I'm using a Pandas DataFrame to do a row-wise t-test as per this example:
import numpy as np
import pandas as pd
df = pd.DataFrame(np.log2(np.randn(1000, 4), columns=["a", "b", "c", "d"]).dropna()
Now, suppose I have "a" and "b" as one group, and "c" and "d" at the other, I'm performing the t-test row-wise. This is fairly trivial with pandas, using apply
with axis=1
. However, I can either return a DataFrame of the same shape if my function doesn't aggregate, or a Series if it aggregates.

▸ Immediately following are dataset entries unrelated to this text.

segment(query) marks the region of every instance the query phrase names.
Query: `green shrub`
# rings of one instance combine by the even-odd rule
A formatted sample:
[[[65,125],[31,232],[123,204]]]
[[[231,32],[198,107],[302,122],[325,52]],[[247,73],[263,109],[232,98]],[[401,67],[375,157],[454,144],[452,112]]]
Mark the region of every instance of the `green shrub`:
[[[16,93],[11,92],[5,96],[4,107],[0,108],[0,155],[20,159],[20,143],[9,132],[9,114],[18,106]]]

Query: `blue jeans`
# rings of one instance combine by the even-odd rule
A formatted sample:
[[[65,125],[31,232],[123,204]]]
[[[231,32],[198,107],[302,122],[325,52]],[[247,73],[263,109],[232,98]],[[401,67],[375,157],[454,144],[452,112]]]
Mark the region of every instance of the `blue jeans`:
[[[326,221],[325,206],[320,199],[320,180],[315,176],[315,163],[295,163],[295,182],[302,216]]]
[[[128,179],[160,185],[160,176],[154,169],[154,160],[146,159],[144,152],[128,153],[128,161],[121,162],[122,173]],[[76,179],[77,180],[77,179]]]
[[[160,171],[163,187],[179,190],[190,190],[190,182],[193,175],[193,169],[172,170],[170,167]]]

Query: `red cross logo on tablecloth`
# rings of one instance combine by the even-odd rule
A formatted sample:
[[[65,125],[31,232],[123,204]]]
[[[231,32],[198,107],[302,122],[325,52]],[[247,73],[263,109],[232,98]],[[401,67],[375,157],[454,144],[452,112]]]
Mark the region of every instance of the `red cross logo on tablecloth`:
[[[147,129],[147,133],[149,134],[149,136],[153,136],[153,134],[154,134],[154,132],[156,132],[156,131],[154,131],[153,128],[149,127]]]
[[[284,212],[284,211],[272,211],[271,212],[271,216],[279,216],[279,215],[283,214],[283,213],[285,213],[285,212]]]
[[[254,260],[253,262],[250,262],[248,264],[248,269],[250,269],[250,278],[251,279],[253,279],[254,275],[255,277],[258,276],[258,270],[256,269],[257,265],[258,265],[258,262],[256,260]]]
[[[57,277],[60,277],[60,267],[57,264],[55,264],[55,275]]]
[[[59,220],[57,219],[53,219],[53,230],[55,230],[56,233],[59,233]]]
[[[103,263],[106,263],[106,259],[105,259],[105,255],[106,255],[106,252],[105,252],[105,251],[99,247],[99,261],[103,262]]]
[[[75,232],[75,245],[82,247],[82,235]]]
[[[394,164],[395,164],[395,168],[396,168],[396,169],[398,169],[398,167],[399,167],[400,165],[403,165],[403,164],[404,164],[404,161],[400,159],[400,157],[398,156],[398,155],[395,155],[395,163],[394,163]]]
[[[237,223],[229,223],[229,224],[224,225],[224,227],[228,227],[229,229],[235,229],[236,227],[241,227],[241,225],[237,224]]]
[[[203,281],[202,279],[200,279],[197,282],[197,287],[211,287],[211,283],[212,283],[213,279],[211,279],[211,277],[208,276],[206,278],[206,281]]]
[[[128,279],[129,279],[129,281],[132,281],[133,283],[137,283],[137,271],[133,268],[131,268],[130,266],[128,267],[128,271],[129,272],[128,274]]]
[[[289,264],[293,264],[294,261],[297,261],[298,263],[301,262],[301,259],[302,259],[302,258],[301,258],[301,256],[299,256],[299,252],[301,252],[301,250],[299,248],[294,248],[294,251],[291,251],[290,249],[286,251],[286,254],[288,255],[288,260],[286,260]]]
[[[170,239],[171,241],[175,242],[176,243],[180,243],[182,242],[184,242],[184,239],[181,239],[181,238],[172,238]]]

Normally I would just output the p-value (so, aggregation) but I would like to generate an additional value based on other calculations (in other words, return two values). I can of course do two runs, aggregating the p-values first, then doing the other work, but I was wondering if there is a more efficient way to do so as the data is reasonably large.
As an example of the calculation, a hypothetical function would be:
from scipy.stats import ttest_ind
def t_test_and_mean(series, first, second):
first_group = series[first]
second_group = series[second]
_, pvalue = ttest_ind(first_group, second_group)
mean_ratio = second_group.mean() / first_group.mean()
return (pvalue, mean_ratio)
Then invoked with
df.apply(t_test_and_mean, first=["a", "b"], second=["c", "d"], axis=1)
Of course in this case it returns a single Series with the two tuples as value.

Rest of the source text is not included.